I am trying to determine the relationship between $(A \times B) \cup (C \times D)$ and $(A \cup C) \times (B \cup D)$. Usually, I begin these proofs with a venn diagram and then formally prove the result thereafter, but there really isn't a good way that I know of to sketch a venn diagram for a Cartesian product. Some help on the intuition would be appreciated.
The first inclusion does make sense intuitively.

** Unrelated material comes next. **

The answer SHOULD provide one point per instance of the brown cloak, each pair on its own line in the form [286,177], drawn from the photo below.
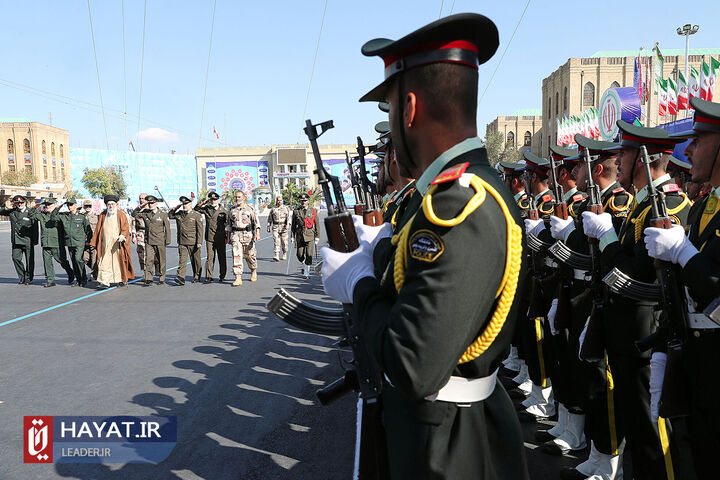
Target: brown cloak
[124,250]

The element on the left-hand side is of the form $(x,y)$ where $x$ is in either in $A$ or $C$ and $y$ is in either $B$ or $D$. That inclusion seems rather naturally, and the proof isn't too difficult.
Let $x \in (A \times B) \cup (C \times D)$. Then $x \in A \times B$ or $x \in C \times D$. If $x \in A \times B$, $x = (a,b)$ for some $a \in A$ and $b \in B$. Since $a \in A$, $a \in A \cup C$. Since $b \in B$, $b \in B \cup D$, so $x \in (A \cup C) \times (B \cup D)$. Alternatively, if $x \in C \times D$, then $x = (c,d)$ for some $c \in C$ and $d \in D$. Since $c \in C$, $c \in A \cup C$. Since $d \in D$, $d \in B \cup D$. Hence, $x \in (A \cup C) \times (B \cup D)$.
I have no intuition for the other side. My attempt at a proof of it (below) failed, but I have no intuition to construct a counterexample.
Let $x \in (A \cup C) \times (B \cup D)$. Then $x = (\alpha, \beta)$ where $\alpha \in A \cup C$ and $\beta \in B \cup D$. Then $\alpha \in A$ or $\alpha \in C$ and $\beta \in B$ or $\beta \in D$.
It seems that there is no guarantee that $x$ lives in the right-hand side, depending on how we "mix and match" $\alpha$ and $\beta$. With that said, I am not completely satisfied with this as an intuitive explanation. An alternative to a venn diagram (or, as someone on here recently suggested, a truth table of sorts) would be helpful.
Taking your approach for the second part $(p,q) \in (A \cup C) \times (B \cup D)$, we get $p \in A \cup C$ and $q \in B \cup D$. Thus $p \in A$ or $p \in C$ or both and a similar statement is true for $q$.
Now we want to check if $(p,q)$ necessarily lies in $(A \times B) \cup (C \times D)$. For this to happen $(p,q)$ must be in at least one of $A \times B$ or $C \times D$. That means we should have either $p \in A \quad $ AND $\quad q \in B \quad $ OR $\quad p \in C \quad $ AND $\quad q \in D$ or both.
Ask yourself:
What if $p \in A \setminus C$ and $q \in D \setminus B$? Then our initial condition (see first paragraph) is met but such $(p,q)$ will not be in $(A \times B) \times (C \cup D)$. This gives us a clue to find a possible counterexample for this containment.
Counterexample
Let $A=\{1,2\}$, $B=\{1,4\}$, $C=\{x\}$ and $D=\{y\}$. Then $1 \in A \setminus C$ and $y \in D \setminus B$ so $(1,y) \in (A \cup C) \times (B \cup D)$ but $(1,y) \not\in (A \times B) \cup (C \times D)$